Jun 27, 2011

Bearing Down on the End of the Quarter

The markets are opening up this morning on benign macro data and after a quiet weekend across the globe. Personal income for May came in just below consensus at 0.3% vs. expectations of 0.4%. Personal spending for May came in flat vs. expectations of a 0.1% increase. April’s personal income and personal spending were both revised down from 0.4% to 0.3%. Higher inflation in the form of the PCE Core pulled real spending growth into negative territory, with real personal spending declining 0.1% for the second straight month, the first time we have experienced that since March-April 2009.

The treasury market is preparing for the first auctions without QE2 next month. Today four-week treasury bills traded negative for the first time since January 2010, which compares to an average of 1.8% over the past decade. A negative rate effectively means investors are willing to pay the government to hold their money. An increase in demand near the end of the quarter is not unusual as banks typically spruce up their balance sheets to meet quarter-end reporting requirements.

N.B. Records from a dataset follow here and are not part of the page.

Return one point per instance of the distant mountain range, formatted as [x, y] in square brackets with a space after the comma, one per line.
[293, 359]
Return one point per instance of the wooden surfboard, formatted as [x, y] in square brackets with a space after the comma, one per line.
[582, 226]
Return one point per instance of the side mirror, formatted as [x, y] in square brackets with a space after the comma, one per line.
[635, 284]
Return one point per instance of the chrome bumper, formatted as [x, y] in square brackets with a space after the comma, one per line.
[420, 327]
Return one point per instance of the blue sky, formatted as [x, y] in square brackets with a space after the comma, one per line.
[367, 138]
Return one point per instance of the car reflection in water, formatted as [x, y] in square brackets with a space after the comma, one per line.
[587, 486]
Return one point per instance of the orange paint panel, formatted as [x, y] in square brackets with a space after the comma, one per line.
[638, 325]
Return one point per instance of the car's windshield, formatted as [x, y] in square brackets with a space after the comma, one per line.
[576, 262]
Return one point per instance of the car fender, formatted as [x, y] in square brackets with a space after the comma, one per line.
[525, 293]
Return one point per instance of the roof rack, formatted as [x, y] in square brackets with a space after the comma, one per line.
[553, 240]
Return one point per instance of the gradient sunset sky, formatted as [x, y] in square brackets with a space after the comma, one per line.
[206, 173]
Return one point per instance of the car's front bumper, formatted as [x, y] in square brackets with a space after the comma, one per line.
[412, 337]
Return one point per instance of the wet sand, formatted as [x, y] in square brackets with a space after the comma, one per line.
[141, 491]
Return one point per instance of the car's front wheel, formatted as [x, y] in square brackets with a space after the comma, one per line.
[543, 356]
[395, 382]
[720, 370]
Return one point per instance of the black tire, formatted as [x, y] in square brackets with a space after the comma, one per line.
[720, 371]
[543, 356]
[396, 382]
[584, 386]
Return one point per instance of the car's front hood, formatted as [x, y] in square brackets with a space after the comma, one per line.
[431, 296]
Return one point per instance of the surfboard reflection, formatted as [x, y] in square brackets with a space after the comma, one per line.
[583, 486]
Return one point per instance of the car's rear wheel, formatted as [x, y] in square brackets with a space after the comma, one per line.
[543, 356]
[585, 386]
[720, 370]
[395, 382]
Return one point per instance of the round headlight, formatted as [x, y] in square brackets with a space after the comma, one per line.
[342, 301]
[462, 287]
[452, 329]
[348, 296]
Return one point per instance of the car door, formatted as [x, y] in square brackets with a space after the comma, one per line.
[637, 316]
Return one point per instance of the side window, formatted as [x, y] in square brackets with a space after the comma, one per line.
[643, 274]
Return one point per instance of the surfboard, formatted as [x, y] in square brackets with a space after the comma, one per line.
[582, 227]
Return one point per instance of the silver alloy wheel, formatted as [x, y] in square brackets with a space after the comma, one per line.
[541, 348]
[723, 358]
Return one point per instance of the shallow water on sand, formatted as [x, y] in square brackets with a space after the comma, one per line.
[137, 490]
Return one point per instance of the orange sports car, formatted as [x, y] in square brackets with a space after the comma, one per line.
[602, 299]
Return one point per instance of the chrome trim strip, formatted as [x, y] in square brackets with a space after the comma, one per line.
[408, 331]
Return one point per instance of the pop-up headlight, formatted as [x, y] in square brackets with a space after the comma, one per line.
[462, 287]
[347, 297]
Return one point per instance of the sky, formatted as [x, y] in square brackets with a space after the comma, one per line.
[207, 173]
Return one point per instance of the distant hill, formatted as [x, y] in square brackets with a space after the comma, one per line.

There have been a number of estimates recently estimating the size of the Fed’s continuing demand for treasuries generated by its balance sheet, which is now $2.9 trillion. There appears to be roughly $300 million of maturities and interest coming from the portfolio, which should generate $25 billion per month in demand. About $110 billion of treasuries will mature in the next 12 months while approximately $10-12 billion of mortgage-backed debt and Freddie/Fannie debentures will also mature each month.

Gasoline prices have fallen along with declining oil prices. The average price in the US declined by $.11 last week to $3.69 per gallon. California is still closer to $4.00 gallon due to special blend requirements and higher taxes per gallon.

The auto industry is now starting to understand the risks of accepting all that government assistance during the financial crisis. The Obama Administration announced this morning that they want to push average fleet fuel efficiency to 56 miles per gallon by 2025. Auto makers are balking, saying it will add at least $3000 to the cost of an auto. It would appear that would also be a recipe for higher traffic fatalities as cars must get lighter and smaller to achieve those goals.

A positive data point for the employment market showed up in the Treasury Department’s tax withholding data. After turning negative at the end of May, the index rose by 1.9% as of last Wednesday. This data measures the year over year changes in withholdings, and tend to track well with initial jobless claims.

Stanley Black & Decker agreed to buy Niscayah for a 47% premium, or $1.2 billion. Bloomberg is reporting that acquisitions of US based targets grew by 35% to almost $500 billion YTD, up from #360 billion in 2010.

Cars 2 opened with a box office take of over $60 million this past weekend, making it the 12th Pixar movie to open #1.